Cuomo’s policy aim, to de-criminalize small amounts of marijuana found in the searches, is reasonable. But top cop Ray Kelly already clarified rules to that effect.

More important, Cuomo ignored the fact that the NYPD is America’s best example of how to do gun control right. The city’s homicide rate fell 80 percent in 20 years, and there were nearly 100 fewer homicides in 2012 compared to 2011. That should be a national model.

While horrible mass murders in Connecticut and elsewhere involving semiautomatic assault rifles prompted Cuomo’s gun proposals, official homicide stats paint a different problem.

Of the 796 people murdered in New York state in 2011, only five were killed with rifles of any kind. Handguns were used in 397 murders and knives in 161.

Of course, more should be done to keep us safe, but perspective is important. The 2011 body count in New York amounted to nearly 30 times the toll at Sandy Hook Elementary School. Illegal handguns were the main weapon, yet those murders don’t have shock value because they happened one or two at a time.

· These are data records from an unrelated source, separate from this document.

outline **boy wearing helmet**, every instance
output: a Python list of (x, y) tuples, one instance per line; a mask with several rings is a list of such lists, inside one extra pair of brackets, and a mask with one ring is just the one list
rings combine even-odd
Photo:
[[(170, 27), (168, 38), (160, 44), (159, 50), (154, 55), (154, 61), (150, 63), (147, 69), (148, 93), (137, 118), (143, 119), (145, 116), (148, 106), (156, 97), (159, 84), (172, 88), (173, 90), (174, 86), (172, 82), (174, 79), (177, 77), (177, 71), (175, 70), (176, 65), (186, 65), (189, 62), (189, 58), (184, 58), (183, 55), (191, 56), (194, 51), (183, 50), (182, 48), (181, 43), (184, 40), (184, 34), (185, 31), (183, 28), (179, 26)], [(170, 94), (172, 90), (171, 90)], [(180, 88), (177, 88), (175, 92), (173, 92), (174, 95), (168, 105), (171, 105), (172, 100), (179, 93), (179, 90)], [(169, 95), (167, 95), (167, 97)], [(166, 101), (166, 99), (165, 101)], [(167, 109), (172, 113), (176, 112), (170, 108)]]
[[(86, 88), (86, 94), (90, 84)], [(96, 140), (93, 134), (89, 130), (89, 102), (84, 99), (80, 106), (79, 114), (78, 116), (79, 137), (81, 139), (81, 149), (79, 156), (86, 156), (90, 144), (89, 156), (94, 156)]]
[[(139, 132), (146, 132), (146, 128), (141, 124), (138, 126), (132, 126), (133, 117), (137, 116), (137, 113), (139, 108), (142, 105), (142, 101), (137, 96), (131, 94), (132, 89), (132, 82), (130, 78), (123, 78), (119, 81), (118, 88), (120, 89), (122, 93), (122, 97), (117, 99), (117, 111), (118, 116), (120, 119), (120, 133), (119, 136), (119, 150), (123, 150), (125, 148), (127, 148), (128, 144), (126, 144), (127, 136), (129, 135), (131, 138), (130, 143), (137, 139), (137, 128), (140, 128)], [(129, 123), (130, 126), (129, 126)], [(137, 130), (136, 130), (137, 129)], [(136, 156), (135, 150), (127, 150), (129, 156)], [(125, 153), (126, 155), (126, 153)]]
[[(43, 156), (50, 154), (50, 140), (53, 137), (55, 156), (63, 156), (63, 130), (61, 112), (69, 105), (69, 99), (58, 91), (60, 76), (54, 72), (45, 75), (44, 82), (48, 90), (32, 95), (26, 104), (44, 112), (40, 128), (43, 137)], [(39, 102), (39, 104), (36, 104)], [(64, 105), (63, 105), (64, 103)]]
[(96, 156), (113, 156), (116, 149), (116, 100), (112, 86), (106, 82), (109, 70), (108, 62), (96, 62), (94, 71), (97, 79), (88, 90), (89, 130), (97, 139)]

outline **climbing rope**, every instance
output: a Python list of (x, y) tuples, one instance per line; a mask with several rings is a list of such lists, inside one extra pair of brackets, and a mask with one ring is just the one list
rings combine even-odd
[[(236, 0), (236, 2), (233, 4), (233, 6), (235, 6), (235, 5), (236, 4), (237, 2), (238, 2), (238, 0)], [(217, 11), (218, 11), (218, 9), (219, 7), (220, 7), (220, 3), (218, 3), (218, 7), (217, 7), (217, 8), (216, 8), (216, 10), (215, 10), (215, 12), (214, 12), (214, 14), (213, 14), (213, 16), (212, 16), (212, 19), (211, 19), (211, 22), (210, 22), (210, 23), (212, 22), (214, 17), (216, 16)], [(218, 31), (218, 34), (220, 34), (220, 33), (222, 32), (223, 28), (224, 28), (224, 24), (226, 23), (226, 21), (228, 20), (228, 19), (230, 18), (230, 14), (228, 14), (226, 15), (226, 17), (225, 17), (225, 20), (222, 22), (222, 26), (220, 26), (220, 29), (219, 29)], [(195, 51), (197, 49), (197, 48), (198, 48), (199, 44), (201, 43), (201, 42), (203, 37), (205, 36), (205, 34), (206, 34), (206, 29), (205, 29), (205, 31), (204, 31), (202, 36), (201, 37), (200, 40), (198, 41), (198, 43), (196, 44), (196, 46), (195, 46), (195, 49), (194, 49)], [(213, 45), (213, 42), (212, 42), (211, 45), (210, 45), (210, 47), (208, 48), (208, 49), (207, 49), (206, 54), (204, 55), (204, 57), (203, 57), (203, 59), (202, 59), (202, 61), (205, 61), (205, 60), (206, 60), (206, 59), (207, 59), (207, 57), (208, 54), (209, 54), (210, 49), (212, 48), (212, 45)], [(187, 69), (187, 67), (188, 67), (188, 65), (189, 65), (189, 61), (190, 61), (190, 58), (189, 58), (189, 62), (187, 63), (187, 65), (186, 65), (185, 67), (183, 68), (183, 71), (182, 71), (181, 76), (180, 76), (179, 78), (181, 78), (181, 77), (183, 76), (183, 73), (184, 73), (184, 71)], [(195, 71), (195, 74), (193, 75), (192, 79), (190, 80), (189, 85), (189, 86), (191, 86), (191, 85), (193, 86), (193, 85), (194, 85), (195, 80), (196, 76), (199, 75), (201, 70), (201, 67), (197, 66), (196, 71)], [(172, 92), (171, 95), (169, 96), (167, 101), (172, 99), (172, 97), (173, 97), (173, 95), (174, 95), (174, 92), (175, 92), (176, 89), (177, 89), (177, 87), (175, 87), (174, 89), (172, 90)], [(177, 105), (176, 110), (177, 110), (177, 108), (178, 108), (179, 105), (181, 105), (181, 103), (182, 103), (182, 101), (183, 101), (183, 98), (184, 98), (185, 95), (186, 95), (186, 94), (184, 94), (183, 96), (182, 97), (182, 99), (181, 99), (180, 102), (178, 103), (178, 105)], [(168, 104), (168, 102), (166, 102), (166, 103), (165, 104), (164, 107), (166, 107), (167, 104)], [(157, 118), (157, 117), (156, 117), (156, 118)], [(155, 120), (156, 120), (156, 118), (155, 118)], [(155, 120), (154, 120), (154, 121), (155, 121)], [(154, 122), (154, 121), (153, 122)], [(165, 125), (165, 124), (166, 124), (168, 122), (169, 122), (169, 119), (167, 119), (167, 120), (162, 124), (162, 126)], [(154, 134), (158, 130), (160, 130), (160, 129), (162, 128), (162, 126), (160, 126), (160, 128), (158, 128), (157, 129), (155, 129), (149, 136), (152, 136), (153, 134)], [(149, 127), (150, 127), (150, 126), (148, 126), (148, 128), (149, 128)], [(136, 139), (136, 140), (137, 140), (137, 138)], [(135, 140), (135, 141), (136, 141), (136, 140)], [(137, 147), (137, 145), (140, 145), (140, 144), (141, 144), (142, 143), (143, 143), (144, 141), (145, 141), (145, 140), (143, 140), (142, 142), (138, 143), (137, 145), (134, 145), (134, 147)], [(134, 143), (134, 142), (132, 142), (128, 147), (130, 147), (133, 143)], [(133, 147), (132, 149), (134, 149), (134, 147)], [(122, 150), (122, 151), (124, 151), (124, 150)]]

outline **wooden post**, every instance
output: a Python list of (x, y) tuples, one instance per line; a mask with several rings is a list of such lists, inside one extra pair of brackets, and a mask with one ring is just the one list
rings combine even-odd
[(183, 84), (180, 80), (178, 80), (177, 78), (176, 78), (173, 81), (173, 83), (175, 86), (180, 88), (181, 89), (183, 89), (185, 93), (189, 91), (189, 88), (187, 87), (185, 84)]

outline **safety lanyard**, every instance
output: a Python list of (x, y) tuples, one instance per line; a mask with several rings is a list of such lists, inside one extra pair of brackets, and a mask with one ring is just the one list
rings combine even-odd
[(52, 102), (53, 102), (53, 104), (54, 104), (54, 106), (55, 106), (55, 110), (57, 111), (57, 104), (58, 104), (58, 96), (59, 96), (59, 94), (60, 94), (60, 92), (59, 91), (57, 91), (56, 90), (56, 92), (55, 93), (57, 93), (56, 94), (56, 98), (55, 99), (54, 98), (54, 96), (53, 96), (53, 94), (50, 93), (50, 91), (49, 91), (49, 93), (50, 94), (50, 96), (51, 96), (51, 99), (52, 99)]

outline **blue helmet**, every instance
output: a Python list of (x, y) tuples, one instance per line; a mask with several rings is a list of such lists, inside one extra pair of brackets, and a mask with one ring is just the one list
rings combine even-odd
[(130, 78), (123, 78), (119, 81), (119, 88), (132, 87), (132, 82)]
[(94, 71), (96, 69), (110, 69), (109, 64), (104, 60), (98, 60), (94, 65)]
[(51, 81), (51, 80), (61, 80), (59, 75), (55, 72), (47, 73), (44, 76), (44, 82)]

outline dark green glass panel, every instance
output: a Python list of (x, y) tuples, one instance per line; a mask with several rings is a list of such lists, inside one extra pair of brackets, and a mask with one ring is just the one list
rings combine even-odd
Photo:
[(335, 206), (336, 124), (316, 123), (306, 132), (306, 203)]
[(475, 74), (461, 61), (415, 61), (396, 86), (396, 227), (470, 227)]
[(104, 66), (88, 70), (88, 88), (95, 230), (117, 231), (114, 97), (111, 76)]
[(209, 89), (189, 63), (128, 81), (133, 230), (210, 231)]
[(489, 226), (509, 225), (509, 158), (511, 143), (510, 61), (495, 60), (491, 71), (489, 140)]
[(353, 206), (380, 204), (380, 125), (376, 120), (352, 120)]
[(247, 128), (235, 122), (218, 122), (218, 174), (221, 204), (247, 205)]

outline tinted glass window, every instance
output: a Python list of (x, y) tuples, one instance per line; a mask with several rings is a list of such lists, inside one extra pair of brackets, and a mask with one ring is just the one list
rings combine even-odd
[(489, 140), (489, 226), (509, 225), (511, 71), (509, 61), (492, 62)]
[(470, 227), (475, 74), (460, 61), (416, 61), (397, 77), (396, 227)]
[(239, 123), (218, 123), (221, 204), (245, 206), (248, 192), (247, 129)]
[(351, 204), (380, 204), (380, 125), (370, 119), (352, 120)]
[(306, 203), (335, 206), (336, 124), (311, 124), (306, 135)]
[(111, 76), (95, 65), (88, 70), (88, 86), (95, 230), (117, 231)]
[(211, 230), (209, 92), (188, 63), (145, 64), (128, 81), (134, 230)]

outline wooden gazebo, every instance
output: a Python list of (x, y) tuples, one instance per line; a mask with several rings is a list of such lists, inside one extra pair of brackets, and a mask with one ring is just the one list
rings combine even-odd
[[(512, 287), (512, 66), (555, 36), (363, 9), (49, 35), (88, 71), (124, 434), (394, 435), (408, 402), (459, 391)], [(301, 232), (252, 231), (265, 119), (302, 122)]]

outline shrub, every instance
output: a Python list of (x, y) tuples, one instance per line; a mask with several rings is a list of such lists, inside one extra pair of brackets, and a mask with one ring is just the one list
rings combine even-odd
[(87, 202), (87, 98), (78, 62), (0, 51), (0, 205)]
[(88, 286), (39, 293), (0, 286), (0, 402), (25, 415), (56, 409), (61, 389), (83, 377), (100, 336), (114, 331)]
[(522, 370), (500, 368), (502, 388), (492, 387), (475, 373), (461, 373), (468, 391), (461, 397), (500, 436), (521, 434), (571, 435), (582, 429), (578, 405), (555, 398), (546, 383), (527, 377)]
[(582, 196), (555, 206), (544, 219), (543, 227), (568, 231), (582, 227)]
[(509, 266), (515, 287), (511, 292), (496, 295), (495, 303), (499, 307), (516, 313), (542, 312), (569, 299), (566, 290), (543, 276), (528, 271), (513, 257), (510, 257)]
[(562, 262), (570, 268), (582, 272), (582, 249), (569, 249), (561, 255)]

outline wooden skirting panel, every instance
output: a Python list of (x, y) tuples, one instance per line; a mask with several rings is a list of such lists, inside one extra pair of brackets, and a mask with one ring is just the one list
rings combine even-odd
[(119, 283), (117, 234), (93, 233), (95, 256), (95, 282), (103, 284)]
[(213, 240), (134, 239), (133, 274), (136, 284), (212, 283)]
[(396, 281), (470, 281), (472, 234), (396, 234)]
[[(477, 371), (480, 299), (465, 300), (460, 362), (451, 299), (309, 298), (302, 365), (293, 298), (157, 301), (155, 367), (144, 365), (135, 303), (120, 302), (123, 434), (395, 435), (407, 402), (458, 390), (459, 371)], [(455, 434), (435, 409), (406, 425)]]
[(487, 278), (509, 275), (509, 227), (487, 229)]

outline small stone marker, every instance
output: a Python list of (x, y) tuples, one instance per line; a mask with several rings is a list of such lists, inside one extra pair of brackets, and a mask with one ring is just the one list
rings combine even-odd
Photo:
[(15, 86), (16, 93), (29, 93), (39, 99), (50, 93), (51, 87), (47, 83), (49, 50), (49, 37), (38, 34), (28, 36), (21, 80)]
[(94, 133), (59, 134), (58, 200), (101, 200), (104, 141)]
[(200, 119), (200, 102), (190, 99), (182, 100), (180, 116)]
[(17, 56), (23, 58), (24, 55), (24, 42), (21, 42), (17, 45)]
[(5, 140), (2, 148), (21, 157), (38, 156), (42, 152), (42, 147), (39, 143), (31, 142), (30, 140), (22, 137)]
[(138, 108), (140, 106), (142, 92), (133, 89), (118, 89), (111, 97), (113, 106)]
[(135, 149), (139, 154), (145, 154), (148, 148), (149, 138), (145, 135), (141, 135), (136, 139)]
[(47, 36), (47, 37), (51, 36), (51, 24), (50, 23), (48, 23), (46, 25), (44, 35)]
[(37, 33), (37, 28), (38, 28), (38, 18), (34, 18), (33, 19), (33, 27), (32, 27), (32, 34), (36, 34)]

To stop that slaughter, Cuomo can stand with the NYPD and copy its success around the state.

Tough Time for Chris

The sleazy Time magazine cover that made Jersey Gov. Chris Christie look like Tony Soprano on a bad day is fair warning to conservatives thinking of moving left. Always, Time marries the Democrat after screwing the Republican.

O hits a new Lew low

Nominating Jack Lew to be the next treasury secretary, President Obama offered mighty strange praise: “I know very few people with greater integrity,” he said.

So, where are they? Did those with greater integrity turn down the job, or didn’t Obama want a more honest man around?

Mike’s guy Geithner

Don’t be surprised if Tim Geithner ends up on Mayor Bloomberg’s payroll. Bloomy gushes over the soon-to-be-former treasury secretary, saying he’d hire him in a minute. Now’s his chance.